A Lei Maria da Penha mesmo que de forma tímida, traz no parágrafo único do artigo 5º, bem como no artigo 2º, que, para a mulher, as suas relações amorosas, bem como a proteção da sua dignidade, independem da orientação sexual, neste caso, foi reconhecida não apenas a condição da lésbica como mulher, mas também a possibilidade dessas mulheres constituírem família. Mesmo que o Estado ainda não seja efetivo no combate à violência homofóbica, não considerando, ainda, como crime a prática de preconceito contra os/as homossexuais, este foi um grande avanço aos direitos lésbicos. Em relação aos/as LGBTI a aplicação, mesmo que jurisprudencial (ainda), já mostra uma grande força quando se trata de transexuais, transgêneros e travestis, que se identificam como mulher. A Lei Maria da Penha, portanto, traz uma grande inovação, principalmente diante de um sistema normativo tão excludente às minorias sociais.

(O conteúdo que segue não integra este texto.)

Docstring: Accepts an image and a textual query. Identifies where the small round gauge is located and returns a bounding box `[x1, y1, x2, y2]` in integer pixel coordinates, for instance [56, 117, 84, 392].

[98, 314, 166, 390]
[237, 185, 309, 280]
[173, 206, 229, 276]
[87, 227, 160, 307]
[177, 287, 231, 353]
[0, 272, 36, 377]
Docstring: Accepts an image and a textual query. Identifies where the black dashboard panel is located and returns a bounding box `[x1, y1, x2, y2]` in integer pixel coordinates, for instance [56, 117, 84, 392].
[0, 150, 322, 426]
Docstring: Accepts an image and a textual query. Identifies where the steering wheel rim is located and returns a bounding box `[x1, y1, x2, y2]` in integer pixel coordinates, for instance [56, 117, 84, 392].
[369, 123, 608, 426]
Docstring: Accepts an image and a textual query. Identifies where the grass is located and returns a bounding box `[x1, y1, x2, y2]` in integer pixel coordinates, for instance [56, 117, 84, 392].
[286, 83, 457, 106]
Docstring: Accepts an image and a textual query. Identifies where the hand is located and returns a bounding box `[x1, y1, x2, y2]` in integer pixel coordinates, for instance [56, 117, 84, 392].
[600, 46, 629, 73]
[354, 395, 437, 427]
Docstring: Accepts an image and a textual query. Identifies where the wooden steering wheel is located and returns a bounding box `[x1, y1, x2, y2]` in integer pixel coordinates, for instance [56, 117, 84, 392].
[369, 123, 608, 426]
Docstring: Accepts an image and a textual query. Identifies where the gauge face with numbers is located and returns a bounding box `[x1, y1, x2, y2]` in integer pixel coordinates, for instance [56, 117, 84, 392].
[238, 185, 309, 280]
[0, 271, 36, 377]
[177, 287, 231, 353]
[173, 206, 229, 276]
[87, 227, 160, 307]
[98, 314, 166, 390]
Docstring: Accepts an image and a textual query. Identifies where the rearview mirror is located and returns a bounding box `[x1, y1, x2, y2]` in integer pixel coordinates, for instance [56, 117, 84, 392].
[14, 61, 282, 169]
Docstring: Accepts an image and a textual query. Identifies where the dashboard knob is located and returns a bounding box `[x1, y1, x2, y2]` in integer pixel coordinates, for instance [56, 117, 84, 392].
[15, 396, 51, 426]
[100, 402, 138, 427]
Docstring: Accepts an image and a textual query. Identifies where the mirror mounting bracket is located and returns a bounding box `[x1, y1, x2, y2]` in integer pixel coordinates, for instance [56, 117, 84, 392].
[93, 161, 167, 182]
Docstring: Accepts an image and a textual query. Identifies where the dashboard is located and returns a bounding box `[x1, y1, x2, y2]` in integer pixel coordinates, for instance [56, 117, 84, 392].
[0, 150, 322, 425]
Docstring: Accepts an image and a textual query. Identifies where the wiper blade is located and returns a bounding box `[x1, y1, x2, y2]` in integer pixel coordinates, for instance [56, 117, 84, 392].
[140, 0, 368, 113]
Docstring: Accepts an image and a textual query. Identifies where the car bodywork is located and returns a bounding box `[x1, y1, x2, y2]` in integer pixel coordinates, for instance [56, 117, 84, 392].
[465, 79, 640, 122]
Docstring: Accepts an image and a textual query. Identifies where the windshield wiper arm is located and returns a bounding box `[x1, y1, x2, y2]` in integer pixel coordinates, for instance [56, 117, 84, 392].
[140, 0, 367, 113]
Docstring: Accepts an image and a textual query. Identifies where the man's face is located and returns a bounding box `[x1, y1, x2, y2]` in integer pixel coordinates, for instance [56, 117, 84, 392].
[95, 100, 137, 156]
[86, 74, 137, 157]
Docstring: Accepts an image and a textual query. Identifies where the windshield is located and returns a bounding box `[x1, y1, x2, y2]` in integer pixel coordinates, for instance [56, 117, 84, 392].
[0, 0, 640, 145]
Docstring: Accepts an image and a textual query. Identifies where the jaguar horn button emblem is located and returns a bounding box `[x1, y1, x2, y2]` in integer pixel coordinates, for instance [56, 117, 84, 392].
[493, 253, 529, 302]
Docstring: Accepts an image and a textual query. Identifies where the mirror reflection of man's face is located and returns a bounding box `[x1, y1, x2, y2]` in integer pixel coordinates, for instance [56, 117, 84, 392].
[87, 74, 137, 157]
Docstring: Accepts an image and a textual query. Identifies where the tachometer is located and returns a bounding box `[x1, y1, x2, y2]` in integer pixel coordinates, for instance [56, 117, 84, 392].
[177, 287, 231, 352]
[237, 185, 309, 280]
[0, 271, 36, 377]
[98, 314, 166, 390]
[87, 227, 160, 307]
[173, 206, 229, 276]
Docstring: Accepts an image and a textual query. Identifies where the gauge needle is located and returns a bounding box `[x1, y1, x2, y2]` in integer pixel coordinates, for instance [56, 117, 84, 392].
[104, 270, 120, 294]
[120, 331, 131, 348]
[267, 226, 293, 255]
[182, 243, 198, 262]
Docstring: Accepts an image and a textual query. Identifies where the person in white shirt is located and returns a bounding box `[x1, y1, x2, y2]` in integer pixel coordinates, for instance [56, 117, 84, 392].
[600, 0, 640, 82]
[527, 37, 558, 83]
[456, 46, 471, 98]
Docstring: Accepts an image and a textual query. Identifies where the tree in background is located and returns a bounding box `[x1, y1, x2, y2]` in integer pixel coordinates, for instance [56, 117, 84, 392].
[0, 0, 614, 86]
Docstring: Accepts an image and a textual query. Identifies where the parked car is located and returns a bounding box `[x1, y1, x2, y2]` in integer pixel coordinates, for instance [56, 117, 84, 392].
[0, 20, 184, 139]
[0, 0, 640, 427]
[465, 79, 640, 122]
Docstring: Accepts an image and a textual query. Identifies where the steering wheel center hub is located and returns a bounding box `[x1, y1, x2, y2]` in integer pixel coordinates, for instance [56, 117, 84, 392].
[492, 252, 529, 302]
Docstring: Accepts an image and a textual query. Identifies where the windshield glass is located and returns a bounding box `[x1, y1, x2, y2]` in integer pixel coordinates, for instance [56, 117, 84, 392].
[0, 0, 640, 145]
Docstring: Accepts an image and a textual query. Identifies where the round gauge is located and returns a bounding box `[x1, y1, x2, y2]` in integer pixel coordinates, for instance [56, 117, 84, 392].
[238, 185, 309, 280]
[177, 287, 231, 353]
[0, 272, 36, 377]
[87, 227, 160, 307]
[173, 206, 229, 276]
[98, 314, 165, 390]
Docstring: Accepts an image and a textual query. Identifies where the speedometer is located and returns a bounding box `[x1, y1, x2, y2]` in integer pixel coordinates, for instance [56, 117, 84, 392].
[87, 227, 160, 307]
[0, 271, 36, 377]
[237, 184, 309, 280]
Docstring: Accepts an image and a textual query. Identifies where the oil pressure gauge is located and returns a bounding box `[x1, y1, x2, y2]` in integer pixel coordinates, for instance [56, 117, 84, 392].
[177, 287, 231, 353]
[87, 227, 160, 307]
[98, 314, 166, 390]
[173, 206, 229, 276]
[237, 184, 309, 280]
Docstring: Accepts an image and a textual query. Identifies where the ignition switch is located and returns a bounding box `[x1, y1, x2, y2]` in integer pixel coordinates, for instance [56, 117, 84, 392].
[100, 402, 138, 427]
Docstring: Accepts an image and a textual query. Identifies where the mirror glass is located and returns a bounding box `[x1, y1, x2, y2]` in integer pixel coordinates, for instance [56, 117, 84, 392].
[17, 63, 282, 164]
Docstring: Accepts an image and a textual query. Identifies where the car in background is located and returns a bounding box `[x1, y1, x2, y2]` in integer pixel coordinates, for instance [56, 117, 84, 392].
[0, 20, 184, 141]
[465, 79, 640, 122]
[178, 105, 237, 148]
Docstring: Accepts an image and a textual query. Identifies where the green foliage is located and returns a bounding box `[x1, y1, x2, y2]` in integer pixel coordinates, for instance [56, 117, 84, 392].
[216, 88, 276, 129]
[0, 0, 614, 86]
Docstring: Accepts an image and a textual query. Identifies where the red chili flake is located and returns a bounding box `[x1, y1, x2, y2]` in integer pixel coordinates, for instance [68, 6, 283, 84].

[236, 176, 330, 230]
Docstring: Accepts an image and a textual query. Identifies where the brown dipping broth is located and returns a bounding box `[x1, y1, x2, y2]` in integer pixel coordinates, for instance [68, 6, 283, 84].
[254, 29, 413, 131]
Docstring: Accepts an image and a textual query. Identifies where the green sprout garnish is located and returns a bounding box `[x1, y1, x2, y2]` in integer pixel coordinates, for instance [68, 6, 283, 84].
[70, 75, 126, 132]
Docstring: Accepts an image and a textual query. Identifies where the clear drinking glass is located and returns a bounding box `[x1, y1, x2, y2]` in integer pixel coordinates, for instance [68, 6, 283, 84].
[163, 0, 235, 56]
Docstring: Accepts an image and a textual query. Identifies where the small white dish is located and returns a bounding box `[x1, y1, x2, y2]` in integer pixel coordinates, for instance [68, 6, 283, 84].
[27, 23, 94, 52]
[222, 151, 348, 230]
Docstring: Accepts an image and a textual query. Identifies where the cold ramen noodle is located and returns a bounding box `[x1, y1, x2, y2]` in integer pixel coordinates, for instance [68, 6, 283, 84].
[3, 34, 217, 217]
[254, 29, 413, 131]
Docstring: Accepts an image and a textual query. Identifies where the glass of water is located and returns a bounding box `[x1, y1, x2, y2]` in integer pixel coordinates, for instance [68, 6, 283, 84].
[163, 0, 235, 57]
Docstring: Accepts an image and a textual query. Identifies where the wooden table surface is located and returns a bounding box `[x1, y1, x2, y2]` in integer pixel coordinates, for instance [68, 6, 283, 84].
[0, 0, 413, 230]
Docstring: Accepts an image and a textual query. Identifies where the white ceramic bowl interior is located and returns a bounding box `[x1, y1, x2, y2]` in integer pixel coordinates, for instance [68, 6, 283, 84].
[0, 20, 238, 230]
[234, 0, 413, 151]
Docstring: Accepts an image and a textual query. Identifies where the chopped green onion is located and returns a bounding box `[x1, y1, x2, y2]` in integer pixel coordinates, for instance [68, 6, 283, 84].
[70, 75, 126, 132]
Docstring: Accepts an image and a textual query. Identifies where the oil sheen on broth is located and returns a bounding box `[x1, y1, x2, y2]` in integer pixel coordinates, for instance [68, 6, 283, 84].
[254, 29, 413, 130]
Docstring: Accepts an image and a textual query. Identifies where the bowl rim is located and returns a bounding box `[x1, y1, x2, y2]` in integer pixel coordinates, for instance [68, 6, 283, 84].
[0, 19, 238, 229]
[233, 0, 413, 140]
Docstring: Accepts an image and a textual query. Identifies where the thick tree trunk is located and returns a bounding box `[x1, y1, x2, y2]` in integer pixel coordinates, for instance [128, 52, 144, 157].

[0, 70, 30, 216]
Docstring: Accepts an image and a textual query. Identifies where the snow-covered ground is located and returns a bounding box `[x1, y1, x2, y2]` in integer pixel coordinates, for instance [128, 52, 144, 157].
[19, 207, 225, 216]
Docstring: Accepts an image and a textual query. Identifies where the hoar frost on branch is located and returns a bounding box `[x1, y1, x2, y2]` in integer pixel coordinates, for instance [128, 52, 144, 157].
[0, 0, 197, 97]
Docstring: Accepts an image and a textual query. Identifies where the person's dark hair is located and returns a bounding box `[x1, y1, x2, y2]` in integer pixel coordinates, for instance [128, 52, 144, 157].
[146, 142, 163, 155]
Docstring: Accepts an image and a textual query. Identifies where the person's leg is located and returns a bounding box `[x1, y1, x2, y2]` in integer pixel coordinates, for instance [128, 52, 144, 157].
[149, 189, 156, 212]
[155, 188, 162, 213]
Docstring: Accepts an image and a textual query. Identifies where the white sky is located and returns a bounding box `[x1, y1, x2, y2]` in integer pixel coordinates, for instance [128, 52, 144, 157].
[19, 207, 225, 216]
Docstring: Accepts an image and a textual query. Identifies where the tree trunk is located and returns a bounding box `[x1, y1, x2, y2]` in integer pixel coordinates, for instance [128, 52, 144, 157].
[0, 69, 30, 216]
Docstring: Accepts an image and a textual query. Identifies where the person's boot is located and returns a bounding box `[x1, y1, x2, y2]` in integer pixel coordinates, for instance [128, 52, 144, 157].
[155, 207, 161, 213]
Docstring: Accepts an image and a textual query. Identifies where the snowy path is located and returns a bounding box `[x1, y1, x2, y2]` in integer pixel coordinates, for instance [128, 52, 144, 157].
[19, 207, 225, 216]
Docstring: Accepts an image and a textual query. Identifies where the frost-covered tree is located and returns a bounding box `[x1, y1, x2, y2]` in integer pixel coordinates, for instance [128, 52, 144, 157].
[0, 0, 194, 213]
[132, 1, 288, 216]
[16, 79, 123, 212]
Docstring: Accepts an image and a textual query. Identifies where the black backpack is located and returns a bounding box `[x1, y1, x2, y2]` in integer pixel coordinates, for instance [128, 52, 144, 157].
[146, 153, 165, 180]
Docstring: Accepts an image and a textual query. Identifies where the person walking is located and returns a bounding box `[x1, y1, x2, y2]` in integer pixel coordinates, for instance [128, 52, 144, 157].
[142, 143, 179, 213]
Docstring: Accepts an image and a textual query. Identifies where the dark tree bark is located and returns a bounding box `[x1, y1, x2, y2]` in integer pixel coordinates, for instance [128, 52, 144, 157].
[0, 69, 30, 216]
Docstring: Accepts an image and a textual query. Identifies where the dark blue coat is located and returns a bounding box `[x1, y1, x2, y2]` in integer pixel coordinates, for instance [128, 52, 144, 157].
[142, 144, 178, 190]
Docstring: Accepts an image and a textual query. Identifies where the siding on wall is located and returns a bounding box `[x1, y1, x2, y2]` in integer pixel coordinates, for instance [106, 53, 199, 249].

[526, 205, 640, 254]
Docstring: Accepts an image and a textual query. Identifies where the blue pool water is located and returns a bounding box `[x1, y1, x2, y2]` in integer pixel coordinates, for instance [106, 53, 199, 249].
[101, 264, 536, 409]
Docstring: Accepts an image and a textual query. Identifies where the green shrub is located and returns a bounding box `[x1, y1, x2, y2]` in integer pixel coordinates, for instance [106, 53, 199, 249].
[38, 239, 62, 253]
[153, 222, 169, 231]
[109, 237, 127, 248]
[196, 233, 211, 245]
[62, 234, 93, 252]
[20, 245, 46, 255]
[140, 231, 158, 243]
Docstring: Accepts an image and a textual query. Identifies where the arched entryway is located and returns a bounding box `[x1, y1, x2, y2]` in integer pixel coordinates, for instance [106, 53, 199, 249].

Há de se ressaltar ainda que, mesmo não expondo de forma tácita, o conceito de família ganha novos contornos com a Lei, o que antes era restrito às/aos parceiras/os de sexos opostos, agora reconhece, de forma efetiva, a validade da união de pessoas do mesmo sexo, fugindo do padrão tradicional de homem-mulher. Vale dizer que, o sistema jurídico brasileiro já considera parceiros/as do mesmo sexo como casal, contudo esse é um avanço conquistado por meio das lutas dos Movimentos LGBTI, aliado aos avanços do Poder Judiciário. Todavia, no campo legislativo, tanto a Carta Maior, como também alguns dispositivos infraconstitucionais, permanecem afogados no conservadorismo cristão. Acerca disso, assinala Maria Berenice Dias:

No momento em que as uniões de pessoas do mesmo sexo estão sob a tutela da lei que visa a combater a violência doméstica, isso significa, inquestionavelmente, que são reconhecidas como uma família, estando sob a égide do direito de família. Não mais podem ser reconhecidas como sociedades de fato, sob pena de se estar negando vigência à lei federal. Consequentemente, as demandas não devem continuar tramitando nas varas cíveis, impondo-se sua distribuição às varas de família. Diante da definição de entidade familiar, não mais se justifica que o amor entre iguais seja banido do âmbito da proteção jurídica, visto que suas desavenças são reconhecidas como violência doméstica. (DIAS, 2014).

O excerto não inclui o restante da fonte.